• Inclusione

    Una scuola inclusiva

    L’inclusione è un diritto fondamentale ed è in relazione con il concetto di “appartenenza”. Le persone con o senza disabilità possono interagire alla pari. Un’educazione inclusiva permette alla scuola regolare di riempirsi di qualità: ciascuno é benvenuto, può imparare con i propri tempi e soprattutto può partecipare, e tutti riescono a comprendere che le diversità sono un arricchimento. La diversità é normale. E lo stesso per l’università, il lavoro, i trasporti, la vita sociale e culturale. Scopo dell’inclusione è quello di rendere possibile, per ogni individuo, l’accesso alla vita “normale” per poter crescere e “svilupparsi” totalmente. (Andrea Canevaro)
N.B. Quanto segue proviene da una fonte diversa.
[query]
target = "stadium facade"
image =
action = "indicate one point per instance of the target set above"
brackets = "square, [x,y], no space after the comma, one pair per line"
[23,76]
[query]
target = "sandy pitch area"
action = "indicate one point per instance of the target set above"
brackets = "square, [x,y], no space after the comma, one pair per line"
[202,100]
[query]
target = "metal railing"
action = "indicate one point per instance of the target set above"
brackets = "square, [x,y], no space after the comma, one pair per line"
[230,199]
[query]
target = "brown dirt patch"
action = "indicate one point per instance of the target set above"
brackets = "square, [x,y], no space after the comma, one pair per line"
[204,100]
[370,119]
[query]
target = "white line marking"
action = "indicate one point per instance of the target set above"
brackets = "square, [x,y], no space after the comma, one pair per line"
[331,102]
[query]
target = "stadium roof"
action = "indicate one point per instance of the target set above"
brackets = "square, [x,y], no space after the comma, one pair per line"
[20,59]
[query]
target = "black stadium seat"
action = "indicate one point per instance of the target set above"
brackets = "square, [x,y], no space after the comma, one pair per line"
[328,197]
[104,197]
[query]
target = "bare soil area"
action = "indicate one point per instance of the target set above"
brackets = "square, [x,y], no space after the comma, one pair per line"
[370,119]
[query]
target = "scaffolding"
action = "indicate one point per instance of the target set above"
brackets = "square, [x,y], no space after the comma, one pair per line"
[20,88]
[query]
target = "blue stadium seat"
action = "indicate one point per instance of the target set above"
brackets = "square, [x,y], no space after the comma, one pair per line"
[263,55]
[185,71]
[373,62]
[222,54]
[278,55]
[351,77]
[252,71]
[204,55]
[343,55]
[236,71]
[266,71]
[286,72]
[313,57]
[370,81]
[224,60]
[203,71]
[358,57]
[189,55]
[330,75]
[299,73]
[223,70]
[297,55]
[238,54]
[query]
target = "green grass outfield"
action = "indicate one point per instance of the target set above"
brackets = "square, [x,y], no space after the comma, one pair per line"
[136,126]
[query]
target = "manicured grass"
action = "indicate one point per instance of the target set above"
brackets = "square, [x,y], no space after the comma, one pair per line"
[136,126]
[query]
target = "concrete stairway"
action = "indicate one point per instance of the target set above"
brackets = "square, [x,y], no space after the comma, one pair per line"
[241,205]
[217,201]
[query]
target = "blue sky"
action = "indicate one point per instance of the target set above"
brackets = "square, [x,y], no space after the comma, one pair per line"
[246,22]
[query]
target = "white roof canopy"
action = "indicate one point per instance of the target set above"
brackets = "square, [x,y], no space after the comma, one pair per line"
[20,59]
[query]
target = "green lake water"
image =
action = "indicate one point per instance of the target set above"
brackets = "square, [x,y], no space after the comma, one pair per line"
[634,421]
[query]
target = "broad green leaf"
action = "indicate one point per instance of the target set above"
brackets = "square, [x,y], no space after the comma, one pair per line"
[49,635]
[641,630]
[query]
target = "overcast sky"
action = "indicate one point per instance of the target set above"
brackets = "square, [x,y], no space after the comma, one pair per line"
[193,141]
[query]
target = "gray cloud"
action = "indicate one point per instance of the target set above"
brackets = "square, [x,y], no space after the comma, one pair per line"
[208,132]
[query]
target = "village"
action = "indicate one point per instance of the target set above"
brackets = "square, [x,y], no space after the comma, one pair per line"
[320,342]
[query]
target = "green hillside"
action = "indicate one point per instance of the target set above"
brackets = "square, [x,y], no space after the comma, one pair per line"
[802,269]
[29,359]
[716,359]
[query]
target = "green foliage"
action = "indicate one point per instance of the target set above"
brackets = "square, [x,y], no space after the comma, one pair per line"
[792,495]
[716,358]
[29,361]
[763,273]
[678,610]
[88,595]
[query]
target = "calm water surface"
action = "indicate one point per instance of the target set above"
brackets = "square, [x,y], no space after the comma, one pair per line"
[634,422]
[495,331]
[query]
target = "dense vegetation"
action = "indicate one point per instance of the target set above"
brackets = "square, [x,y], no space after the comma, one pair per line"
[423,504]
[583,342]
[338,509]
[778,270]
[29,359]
    L’integrazione scolastica degli alunni diversamente abili è stata una conquista, forse ancora non completamente raggiunta, ma che ha significato l’innalzamento del grado di civiltà della società.
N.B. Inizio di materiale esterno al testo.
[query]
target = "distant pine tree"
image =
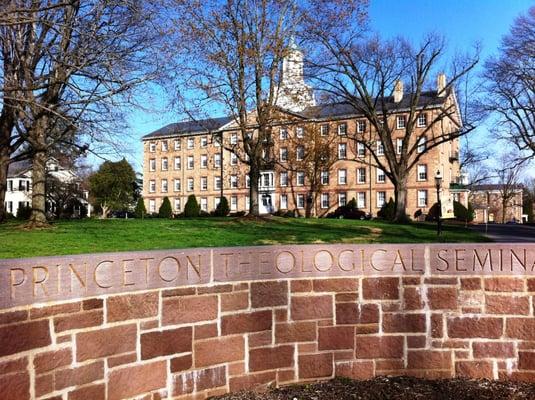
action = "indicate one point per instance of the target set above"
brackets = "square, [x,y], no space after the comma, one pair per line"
[140,210]
[165,210]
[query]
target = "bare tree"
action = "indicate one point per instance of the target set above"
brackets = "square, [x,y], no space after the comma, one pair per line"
[309,152]
[79,63]
[510,85]
[369,73]
[232,62]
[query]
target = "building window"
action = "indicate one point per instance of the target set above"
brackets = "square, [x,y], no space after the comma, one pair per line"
[342,151]
[361,126]
[381,199]
[400,122]
[233,203]
[233,159]
[234,181]
[399,145]
[422,172]
[283,178]
[422,144]
[283,152]
[342,199]
[361,175]
[422,198]
[325,200]
[422,120]
[300,153]
[342,176]
[300,178]
[324,177]
[300,201]
[361,149]
[381,177]
[380,148]
[284,201]
[361,200]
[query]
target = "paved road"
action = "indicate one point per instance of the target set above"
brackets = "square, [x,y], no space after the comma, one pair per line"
[508,233]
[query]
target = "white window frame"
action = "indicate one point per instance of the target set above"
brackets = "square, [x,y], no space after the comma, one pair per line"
[342,176]
[283,179]
[400,122]
[424,198]
[378,201]
[300,178]
[361,179]
[421,173]
[380,175]
[342,151]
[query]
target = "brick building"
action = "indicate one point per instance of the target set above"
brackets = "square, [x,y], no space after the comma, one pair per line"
[488,204]
[187,158]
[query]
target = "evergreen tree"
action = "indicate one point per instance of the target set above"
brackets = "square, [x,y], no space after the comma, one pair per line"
[165,210]
[192,209]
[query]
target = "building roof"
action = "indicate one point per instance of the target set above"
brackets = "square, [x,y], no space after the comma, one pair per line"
[187,127]
[332,110]
[491,187]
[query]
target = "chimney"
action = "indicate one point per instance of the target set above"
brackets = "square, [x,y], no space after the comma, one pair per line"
[441,85]
[398,91]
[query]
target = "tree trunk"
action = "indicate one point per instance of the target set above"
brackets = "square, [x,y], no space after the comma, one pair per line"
[254,176]
[400,199]
[38,216]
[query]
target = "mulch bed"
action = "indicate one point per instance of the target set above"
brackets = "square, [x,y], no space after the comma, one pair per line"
[395,388]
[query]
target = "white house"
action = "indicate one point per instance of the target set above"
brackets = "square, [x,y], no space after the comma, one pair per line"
[19,184]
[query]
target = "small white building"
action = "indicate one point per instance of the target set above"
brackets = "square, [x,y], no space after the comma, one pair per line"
[19,184]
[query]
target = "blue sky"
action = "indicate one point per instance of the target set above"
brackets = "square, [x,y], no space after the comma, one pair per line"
[463,22]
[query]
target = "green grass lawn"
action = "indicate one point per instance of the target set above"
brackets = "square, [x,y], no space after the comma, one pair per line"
[93,235]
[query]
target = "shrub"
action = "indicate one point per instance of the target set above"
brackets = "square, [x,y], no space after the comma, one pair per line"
[140,210]
[191,209]
[388,211]
[24,213]
[222,209]
[165,210]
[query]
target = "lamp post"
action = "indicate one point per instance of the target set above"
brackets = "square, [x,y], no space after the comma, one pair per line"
[438,184]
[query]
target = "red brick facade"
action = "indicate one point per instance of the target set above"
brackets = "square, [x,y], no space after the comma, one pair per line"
[209,339]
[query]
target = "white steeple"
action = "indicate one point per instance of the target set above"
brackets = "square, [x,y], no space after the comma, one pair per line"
[294,94]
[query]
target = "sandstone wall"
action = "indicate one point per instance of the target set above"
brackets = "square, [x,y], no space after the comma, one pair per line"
[382,316]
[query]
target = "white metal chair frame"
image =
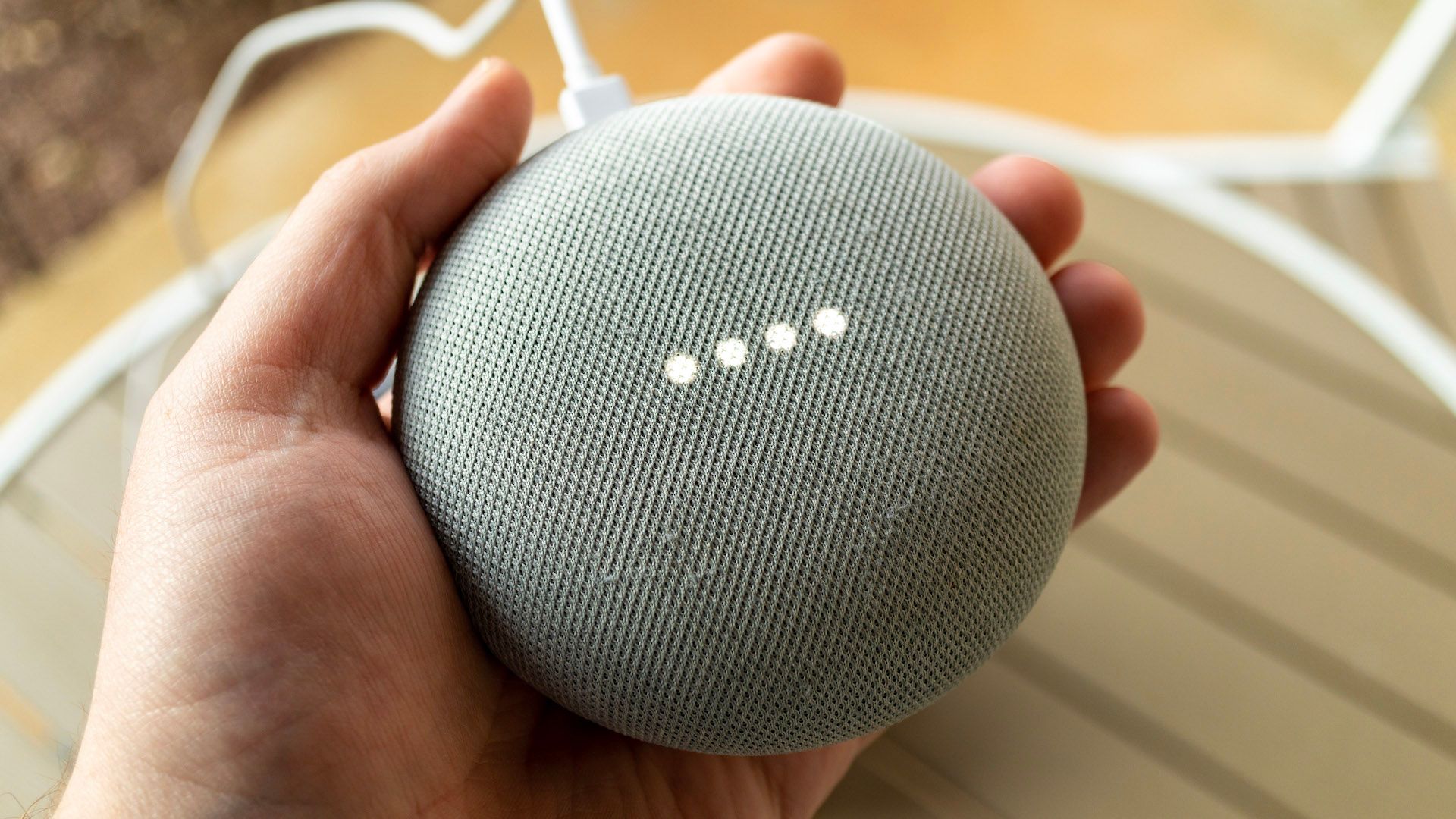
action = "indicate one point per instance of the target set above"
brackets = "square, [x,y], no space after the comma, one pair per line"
[1376,137]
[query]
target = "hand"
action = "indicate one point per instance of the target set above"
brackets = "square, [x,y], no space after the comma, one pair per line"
[283,634]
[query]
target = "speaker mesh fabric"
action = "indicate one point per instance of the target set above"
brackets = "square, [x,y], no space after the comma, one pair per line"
[774,557]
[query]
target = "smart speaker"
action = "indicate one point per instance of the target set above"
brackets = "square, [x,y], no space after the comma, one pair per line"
[746,425]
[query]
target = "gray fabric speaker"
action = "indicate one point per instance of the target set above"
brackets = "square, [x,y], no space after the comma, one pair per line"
[747,426]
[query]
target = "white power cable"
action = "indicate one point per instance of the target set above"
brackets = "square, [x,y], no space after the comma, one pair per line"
[587,98]
[290,31]
[588,95]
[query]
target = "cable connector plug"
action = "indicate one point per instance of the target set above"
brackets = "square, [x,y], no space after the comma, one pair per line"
[587,101]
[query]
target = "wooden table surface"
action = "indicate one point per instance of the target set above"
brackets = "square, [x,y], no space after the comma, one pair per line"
[1258,627]
[1116,66]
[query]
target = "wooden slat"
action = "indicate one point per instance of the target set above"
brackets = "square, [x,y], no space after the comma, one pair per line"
[1301,594]
[1219,707]
[1357,229]
[887,780]
[1025,752]
[1424,212]
[1340,463]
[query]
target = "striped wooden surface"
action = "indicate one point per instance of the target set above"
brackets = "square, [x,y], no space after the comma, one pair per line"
[1260,626]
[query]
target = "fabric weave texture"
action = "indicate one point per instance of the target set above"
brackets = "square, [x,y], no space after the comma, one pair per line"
[774,556]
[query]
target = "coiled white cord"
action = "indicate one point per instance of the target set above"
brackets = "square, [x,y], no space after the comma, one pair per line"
[587,98]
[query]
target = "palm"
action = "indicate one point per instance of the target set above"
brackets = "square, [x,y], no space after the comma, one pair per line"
[283,632]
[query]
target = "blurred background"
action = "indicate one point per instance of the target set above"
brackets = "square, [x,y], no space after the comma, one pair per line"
[1260,627]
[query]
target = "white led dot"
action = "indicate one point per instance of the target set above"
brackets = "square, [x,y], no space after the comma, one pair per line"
[731,353]
[830,322]
[781,337]
[680,369]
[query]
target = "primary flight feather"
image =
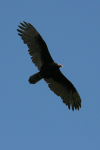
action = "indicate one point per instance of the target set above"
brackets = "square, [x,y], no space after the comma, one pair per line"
[48,69]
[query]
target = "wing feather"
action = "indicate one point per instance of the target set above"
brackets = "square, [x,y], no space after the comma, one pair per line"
[37,46]
[62,87]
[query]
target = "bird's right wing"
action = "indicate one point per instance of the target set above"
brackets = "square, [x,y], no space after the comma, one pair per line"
[62,87]
[37,46]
    L’integrazione implica il cambiamento, la flessibilità e la capacità di adattamento. Sicuramente la scuola è il luogo privilegiato in cui può costruirsi ed espandersi il percorso d’integrazione. Occorre attivare una didattica personalizzata flessibile, percorsi educativi e formativi mirati, che tengano conto delle potenzialità e delle capacità di ciascun alunno e che favoriscano lo sviluppo globale della persona; attività socio-relazionali che permettano l’aggancio costante con il gruppo classe, in cui la condivisione del tempo scuola diventi momento di crescita e confronto.
    Attraverso una proficua collaborazione tra i docenti curricolari e di sostegno del Consiglio di Classe, e il coinvolgimento di tutto il personale scolastico, si può raggiungere l’obiettivo che vede lo studente disabile non solo “inserito”, ma “accolto”, integrato nella scuola, dove lo sviluppo della persona è inteso come un processo di crescita in costante divenire, basato sull’attivazione di buone prassi quotidiane, dove l’attenzione, la sensibilità nell’ascoltare i bisogni di chi è più fragile diventa una consuetudine del proprio relazionarsi.
    Occorre quindi tener conto, degli apprendimenti, dell’aspetto relazionale e della dimensione del sé dell’alunno diversamente abile, al fine di promuovere il Progetto di Vita che inizia a costruirsi a scuola (per poi realizzarsi nell’adultità), indispensabile per favorire un inserimento dignitoso nel mondo “reale”.
    La progettazione del Piano Educativo Individualizzato dello studente è condivisa, attraverso incontri programmati e strutturati, con le figure di riferimento dell’AUSL, i Servizi, Sociali, la Famiglia (e la scuola), e durante i quali vengono evidenziati gli obiettivi didattici e trasversali da perseguire.
    Le attività didattiche sono progettate attraverso varie modalità che tengono conto delle esigenze specifiche dell’alunno e che permettono un graduale potenziamento delle sue autonomie e delle sue capacità. Si prevedono momenti di lavoro all’interno della classe, da privilegiare per quanto possibile e, momenti di attività individualizzata fuori dalla classe, in laboratori o in setting riservati. Le attività previste degli alunni diversamente abili possono prevedere percorsi alternativi anche fuori dagli spazi scolastici, progettati collegialmente e in collaborazione con la famiglia e all’equipe pedagogica, che vengono strutturati attraverso specifici progetti compresi all’interno del Piano dell’Offerta Formativa.
    Il percorso scolastico dell’allievo diversamente abile può portare al conseguimento della maturità o, in alternativa al conseguimento di crediti formativi utili per l’ inserimento nel mondo del lavoro.
    Nell’area dell’integrazione scolastica, per il 2013/14 sono proposti:

    • il progetto Accoglienza
    • il progetto Piscina (in rete con altre realtà scolastiche)
    • il progetto di Alternanza scuola lavoro / socio relazionali
    • il progetto “Un tutor per amico” (Provincia di Parma – e Fondi Propri)

     

    Il collegio docenti , nella seduta del 23 ottobre 2014, ha deliberato, come richiesto dalla normativa vigente, il PIANO ANNUALE DELL’INCLUSIONE.